Bezos's recklessness risks Amazon loss of $100-billion DoD cloud business
CEO Jeff Bezos's blackmail vulnerability from reckless "sexting" with a Hollywood agent's wife risks Amazon's loss of a $100-billion Department of Defense cloud service contract.
Hours after Bezos and wife of 25 years Mackenzie tweeted their plan to divorce January 6, the National Enquirer published that Bezos was having an extramarital affair and sent "X-rated D--- Pic" selfies to Lauren Sanchez, a former TV anchor and pilot for his Blue Origin space firm that is funded by $1 billion in annual Amazon stock sales.
As the richest man and with Amazon the most valuable company on the planet, Bezos tried to distract from his recklessness by claiming that the National Enquirer had attempted to blackmail him and the Washington Post he owns by threatening release of nine images including a Bill Clintonesque shot of Ms. Sanchez "smoking a cigar in what appears to be a simulated oral sex scene" and a Carlos Dangeresque shirtless Mr. Bezos wearing tight shorts, where "his semi-erect manhood is penetrating the zipper of said garment."
The timing of the scandalous affair could not be worse for Amazon, which just finished 2018 with annual sales of $232.9 billion, up an impressive 31 percent, and up a jaw-dropping operating earnings of $12.4 billion, up 302 percent. The spectacular profit improvement was due to Amazon Web Services' cloud computing sector, which, on a 47-percent increase in sales to $25.6 billion, generated $7.3 billion in operating income.

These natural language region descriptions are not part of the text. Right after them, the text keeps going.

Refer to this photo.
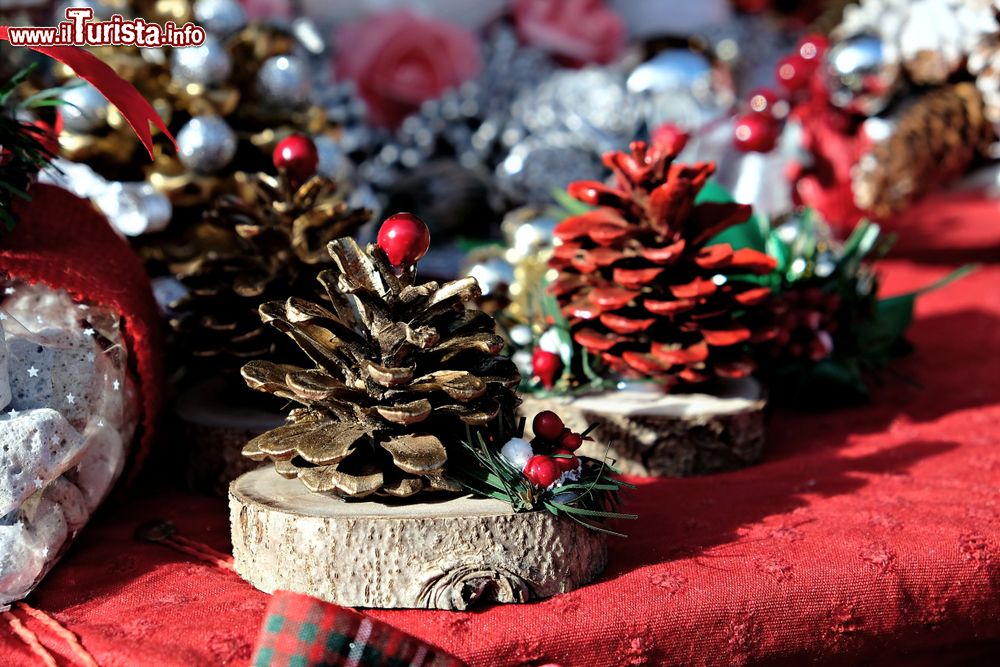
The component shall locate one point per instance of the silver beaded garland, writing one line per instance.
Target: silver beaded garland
(206, 144)
(207, 65)
(859, 77)
(84, 109)
(220, 17)
(284, 81)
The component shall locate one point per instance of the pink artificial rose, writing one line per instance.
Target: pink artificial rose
(575, 31)
(399, 60)
(262, 10)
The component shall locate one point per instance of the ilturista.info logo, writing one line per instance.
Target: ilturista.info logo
(79, 29)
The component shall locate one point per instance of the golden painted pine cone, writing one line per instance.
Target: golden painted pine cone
(257, 245)
(400, 370)
(934, 142)
(640, 285)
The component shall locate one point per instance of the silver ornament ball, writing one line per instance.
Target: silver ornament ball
(495, 275)
(207, 65)
(220, 17)
(84, 109)
(206, 144)
(284, 81)
(858, 76)
(333, 162)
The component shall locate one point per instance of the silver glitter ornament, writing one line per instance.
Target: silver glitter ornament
(333, 162)
(84, 110)
(494, 274)
(207, 65)
(681, 86)
(521, 335)
(859, 77)
(206, 144)
(540, 164)
(528, 232)
(284, 81)
(220, 17)
(135, 208)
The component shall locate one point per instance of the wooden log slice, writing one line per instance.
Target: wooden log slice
(215, 423)
(667, 435)
(446, 554)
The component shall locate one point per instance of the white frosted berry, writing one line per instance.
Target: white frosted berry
(517, 451)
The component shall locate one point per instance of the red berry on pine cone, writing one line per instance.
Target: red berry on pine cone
(404, 238)
(545, 366)
(542, 470)
(813, 47)
(297, 155)
(767, 101)
(547, 425)
(570, 462)
(756, 132)
(794, 72)
(571, 441)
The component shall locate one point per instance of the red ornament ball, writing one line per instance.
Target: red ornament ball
(566, 464)
(547, 425)
(404, 238)
(297, 155)
(813, 47)
(542, 470)
(794, 72)
(571, 441)
(545, 366)
(756, 132)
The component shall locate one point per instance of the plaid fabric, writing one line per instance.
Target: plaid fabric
(301, 631)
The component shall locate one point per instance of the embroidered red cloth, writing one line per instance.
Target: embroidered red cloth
(63, 242)
(866, 536)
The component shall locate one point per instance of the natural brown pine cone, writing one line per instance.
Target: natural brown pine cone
(259, 244)
(400, 370)
(934, 142)
(640, 285)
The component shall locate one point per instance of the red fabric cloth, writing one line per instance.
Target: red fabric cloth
(63, 242)
(869, 535)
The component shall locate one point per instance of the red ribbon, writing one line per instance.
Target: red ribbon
(133, 106)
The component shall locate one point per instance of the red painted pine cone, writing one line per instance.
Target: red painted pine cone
(640, 285)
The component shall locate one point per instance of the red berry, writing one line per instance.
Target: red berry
(566, 464)
(571, 441)
(794, 72)
(297, 155)
(542, 470)
(547, 425)
(545, 366)
(404, 238)
(755, 132)
(813, 47)
(766, 101)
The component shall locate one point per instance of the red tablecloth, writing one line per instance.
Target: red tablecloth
(866, 535)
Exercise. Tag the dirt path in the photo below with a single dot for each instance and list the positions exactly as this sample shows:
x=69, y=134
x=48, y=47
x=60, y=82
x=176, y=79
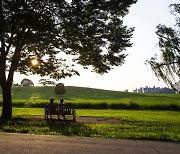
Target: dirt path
x=46, y=144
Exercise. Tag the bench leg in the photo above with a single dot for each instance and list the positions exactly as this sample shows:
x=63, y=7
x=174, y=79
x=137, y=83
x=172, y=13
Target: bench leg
x=74, y=115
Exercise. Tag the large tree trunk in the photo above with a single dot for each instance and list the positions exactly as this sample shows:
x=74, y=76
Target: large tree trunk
x=7, y=103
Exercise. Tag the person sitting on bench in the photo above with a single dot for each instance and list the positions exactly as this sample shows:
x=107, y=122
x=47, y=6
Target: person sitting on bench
x=62, y=108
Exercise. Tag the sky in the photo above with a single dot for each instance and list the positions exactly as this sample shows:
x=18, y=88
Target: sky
x=145, y=16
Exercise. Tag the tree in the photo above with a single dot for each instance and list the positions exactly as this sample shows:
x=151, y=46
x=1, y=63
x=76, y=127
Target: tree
x=34, y=34
x=168, y=67
x=59, y=89
x=26, y=82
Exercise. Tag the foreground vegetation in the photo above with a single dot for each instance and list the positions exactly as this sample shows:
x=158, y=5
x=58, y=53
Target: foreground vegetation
x=151, y=125
x=137, y=123
x=94, y=98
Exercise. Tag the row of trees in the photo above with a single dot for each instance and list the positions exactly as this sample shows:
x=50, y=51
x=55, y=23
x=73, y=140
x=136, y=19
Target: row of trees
x=28, y=82
x=33, y=34
x=167, y=67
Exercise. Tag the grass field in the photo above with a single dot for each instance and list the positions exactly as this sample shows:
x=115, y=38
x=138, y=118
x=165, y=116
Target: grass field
x=152, y=116
x=94, y=98
x=137, y=124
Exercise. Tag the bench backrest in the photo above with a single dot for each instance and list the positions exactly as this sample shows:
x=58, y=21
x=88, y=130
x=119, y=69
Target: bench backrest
x=60, y=108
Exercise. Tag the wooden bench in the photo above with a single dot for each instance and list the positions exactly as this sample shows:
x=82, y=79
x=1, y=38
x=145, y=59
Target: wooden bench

Key to AWS's spectacular profit growth has been extension of its commercial services to outsourcing government cloud computing. With top CIA technology officer Sean Roche calling the digital innovation since Amazon won a $600-million annual cloud contract in 2013 "nothing short of transforming," Amazon was expected to win the $10-billion-a-year Joint Enterprise Defense Infrastructure contract to build a cloud computing platform to manage all Defense weapons systems and classified data storage.
Amazon had such an insider advantage in the JEDI bidding that Oracle and IBM both filed pre-award bid protest with the Government Accountability Office in August complaining that the single vendor contract — a potentially $100-billion contract over the next decade — would be contrary to DoD statutory requirements for maintaining "flexibility, innovation, a broad industrial base, and keeping pace with evolving technology."
Excitement regarding the AWS imminent JEDI win enticed a state and local government subsidy competition to attract a second Amazon Headquarters (HQ2). The taxpayer-funded deal was split, with New York going all in for $3 billion and Virginia participating in a lesser role for $750 million. The lucrative incentives seemed justified, with Amazon supposedly dangling 40,000 jobs paying $150,000 per year, including 25,000 with JEDI.
But for Amazon to win such an important national security services contract, the officers and directors of the corporation must fully demonstrate that they are not engaging in such reckless or illegal activity that they are susceptible to being blackmailed or bribed.
According to the Morale Operations Field Manual signed by "Wild Bill" Donovan, the founder of the Office of Strategic Services, which would become the CIA, the basic doctrine for training agents focused on the use of "psychological operations" to recruit strong and reckless individuals as spies and turncoats through the use of blackmail and bribes. The manual suggested that recruiters focus on politicians, military leaders, newspaper editors, reporters, radio broadcasters, and heads of businesses. To succeed:
Blackmail requires intimate intelligence on the man, his family, his friends, or his associates. "Documentary or photographic evidence is valuable." To increase the susceptibility of a target to blackmail, an agent should "exploit transgressions" and "special vulnerabilities" to drugs, alcohol, women, luxury, and power.
IBM and Oracle can try to block the $100-billion JEDI national security contract award based on Amazon's CEO disqualification due to his reckless actions that led to a blackmail attempt. Based on Jeff Bezos's personal admissions, Amazon may also be in default of the four risk management compliance provisions of its CIA contract requirements to 1) Implement a Contractor Code of Business Ethics and Conduct, 2) Establish a Regular and Robust Training Program for All Employees, 3) Institute an Internal Control System, 4) Understand the Difference between Reportable and Non-Reportable Evidence.